There are 3 ways that parameters can be specified in GROMACS topologies – either through include topology files, as separate [ <parameter>type ] sections in the main topology file, or in-line with the actual topologies themselves.

You can specify where the parameters are placed using the parameters keyword in GromacsTopologyFile.write(). The allowed values are inline, a string representing the name of a file, or an open file object. If the file name is the same as the file name of the topology file itself, then the parameter sections will be written to the beginning of the topology file. If it is a different file, the name of the file will be included in the generated topology file. The default value is inline.

The GRO coordinate

ParmEd also supplies classes for parsing the various variants of the GROMACS GRO file. Because the GRO file resembles a PDB file, the GromacsGroFile has a parse method that will parse a GRO file and instantiate a Structure.

The coordinates can be extracted from the xx, xy, and xz attributes on each Atom instance in the Structure.

The GRO file is automatically detected by parmed.load_file(), and this is the recommended way to parse these files.
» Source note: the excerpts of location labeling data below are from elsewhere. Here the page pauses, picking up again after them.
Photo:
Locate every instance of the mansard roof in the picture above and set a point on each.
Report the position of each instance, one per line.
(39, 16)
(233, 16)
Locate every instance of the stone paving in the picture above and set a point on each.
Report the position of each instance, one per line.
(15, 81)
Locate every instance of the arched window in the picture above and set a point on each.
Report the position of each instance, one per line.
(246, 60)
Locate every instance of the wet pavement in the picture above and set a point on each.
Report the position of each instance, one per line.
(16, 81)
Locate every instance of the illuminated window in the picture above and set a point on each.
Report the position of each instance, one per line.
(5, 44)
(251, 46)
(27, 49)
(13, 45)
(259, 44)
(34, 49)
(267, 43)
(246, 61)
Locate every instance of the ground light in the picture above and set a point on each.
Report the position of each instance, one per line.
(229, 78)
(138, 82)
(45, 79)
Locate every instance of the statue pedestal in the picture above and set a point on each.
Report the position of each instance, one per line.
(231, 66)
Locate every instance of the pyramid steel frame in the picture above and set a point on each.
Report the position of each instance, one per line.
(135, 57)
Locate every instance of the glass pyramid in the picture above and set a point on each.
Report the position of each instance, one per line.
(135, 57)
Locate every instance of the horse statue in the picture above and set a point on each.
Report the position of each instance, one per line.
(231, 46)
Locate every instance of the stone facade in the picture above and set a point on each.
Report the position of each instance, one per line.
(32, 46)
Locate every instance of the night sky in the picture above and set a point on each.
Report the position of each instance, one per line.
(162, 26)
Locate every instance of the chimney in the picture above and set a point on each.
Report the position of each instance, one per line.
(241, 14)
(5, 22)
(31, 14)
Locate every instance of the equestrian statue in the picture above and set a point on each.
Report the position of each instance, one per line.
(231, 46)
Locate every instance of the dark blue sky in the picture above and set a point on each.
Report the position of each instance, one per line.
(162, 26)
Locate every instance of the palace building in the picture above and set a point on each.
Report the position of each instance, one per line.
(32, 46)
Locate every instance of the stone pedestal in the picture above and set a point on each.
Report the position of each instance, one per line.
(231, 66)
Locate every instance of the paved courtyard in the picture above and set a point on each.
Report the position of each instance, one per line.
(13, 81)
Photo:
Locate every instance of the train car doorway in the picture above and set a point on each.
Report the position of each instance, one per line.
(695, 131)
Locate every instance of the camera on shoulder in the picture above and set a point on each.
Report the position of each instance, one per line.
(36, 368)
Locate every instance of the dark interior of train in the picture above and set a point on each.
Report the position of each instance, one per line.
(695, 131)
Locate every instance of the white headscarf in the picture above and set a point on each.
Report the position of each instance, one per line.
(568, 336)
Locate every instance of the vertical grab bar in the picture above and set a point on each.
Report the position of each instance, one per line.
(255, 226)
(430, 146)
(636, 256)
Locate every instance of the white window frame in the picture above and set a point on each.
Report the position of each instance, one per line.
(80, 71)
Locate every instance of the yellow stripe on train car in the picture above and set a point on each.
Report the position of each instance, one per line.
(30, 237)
The corresponding classes are:

GromacsTopologyFile([fname, defines, ...]) Class providing a parser and writer for a GROMACS topology file
GromacsGroFile Parses and writes Gromacs GRO files

Example usage

Many exciting possibilities are available with GromacsTopologyFile and GromacsGroFile. For example, ParmEd is the first software package to enable conversion of Gromacs simulation input files to AMBER format in just a few lines of code:

>>> from parmed import gromacs, amber, unit as u
>>> gmx_top = GromacsTopologyFile('topol.top')
>>> gmx_gro = GromacsGroFile.parse('conf.gro')
>>> gmx_top.box = gmx_gro.box # Needed because .prmtop contains box info
>>> gmx_top.positions = gmx_gro.positions
>>> amb_prm = AmberParm.from_structure(gmx_top)
>>> amb_prm.write("prmtop")
>>> amb_inpcrd = amber.AmberAsciiRestart("inpcrd", mode="w")
>>> amb_inpcrd.coordinates = gmx_top.coordinates
>>> amb_inpcrd.box = gmx_top.box
>>> amb_inpcrd.close()

Furthermore, you may check the correctness of topology loading by using the GromacsTopologyFile object to calculate an OpenMM potential energy and force, then comparing that result with your own output from Gromacs:

>>> import simtk.openmm as mm
>>> import simtk.openmm.app as app
>>> system = gmx_top.createSystem() # OpenMM System creation
>>> integ = mm.VerletIntegrator(1.0*u.femtosecond)
>>> plat = mm.Platform.getPlatformByName('Reference')
>>> simul = app.Simulation(gmx_top.topology, system, integ, plat)
>>> simul.context.setPositions(gmx_top.positions)
>>> simul.context.applyConstraints(1e-12)
>>> state = simul.context.getState(getEnergy=True, getForces=True)
>>> print(state.getPotentialEnergy())

A typical protein/water system with 23,000 atoms at ambient conditions with periodic boundary conditions and PME electrostatics has average forces on the order of 20 kcal/mol/Angstrom. ParmEd allows us to run this same simulation in OpenMM or AMBER with a RMS force difference of 0.002 kcal/mol/Angstrom, i.e. the forces between the software packages are accurate to 1 part in 10,000. The remaining differences are due to how the different software packages treat nonbonded interactions in the cut-off region, use of single precision in the computation, and other small factors that are not expected to affect the simulation results.